Obviously we are not Denmark. Or Sweden. And it's not clear how we would become Denmark or Sweden. But this seems to me precisely Iversen and Soskice's point: These reinforcing feedback loops are quite sticky. Once a country gets into a particular pattern, a whole bunch of factors make it very hard to break out of that trajectory.

What should Democrats do?

All these reinforcing loops described above point in the same direction: If Democrats think they can just wait for the public to get tired of Republican rule, they are going to be waiting a long time. Maybe half a century.

One of the intriguing, unresolved questions in the Iversen and Soskice paper is the role that electoral systems play. The left-leaning, equalizing Scandinavian countries tend to be multi-party proportional representation systems; the right-leaning, increasingly unequal countries tend have majoritarian systems with two or three parties.
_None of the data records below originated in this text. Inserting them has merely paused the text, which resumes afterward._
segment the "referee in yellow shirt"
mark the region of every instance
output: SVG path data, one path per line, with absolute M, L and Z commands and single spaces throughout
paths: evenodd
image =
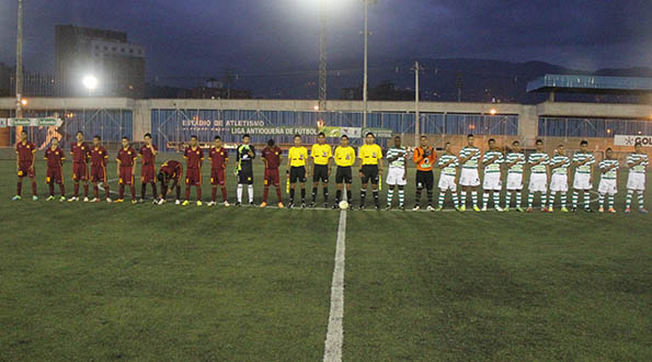
M 329 207 L 329 177 L 331 176 L 331 159 L 333 152 L 331 146 L 325 144 L 325 135 L 320 132 L 317 136 L 317 144 L 312 145 L 310 149 L 310 158 L 312 158 L 312 203 L 310 207 L 314 207 L 317 203 L 317 190 L 319 182 L 322 183 L 323 189 L 323 207 Z
M 295 135 L 295 145 L 289 149 L 289 162 L 285 173 L 289 178 L 289 205 L 295 206 L 295 186 L 297 181 L 301 183 L 301 207 L 306 207 L 306 160 L 308 160 L 308 149 L 301 146 L 301 136 Z
M 382 149 L 376 145 L 376 137 L 373 133 L 365 135 L 365 144 L 359 148 L 357 158 L 361 159 L 359 177 L 362 179 L 362 189 L 359 192 L 359 210 L 365 208 L 365 197 L 367 196 L 367 183 L 371 181 L 371 191 L 374 193 L 374 203 L 376 210 L 380 210 L 378 200 L 378 179 L 382 176 Z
As Iversen and Soskice note, "Because education spending and strong unions in turn lead to more left-leaning voting, there is likely to be a reinforcing feedback loop between left policies and left voting in PR systems."

There is some evidence that because multi-party systems have several parties competing for voters on the left, politicians in these countries do more to mobilize the undervoting poor. Multi-party systems also tend to have higher voting rates. The US, by contrast, is the only major democracy with just two effective parties, and has one of the lowest voting rates of all democracies.

Certainly Democrats have plenty of incentives to mobilize the poor, who do tend to vote Democratic. But because of declining union infrastructure, various forms of disenfranchisement, and the weak social networks of the lower class, organization is difficult and costly. Moreover, the Democrats' most active donors may not be super eager to see the poor get super engaged in politics.

Something significant may happen to upset the self-reinforcing feedback loops that appear to be in play. A major shock, like a serious economic upheaval (say, an automation revolution), or a bitter civil war that fractures the Republican Party, could reorder things. Or Democrats could come up with a new and brilliant strategy.

But absent something significant, get ready: American politics is probably going to look like it does right now for a few decades to come.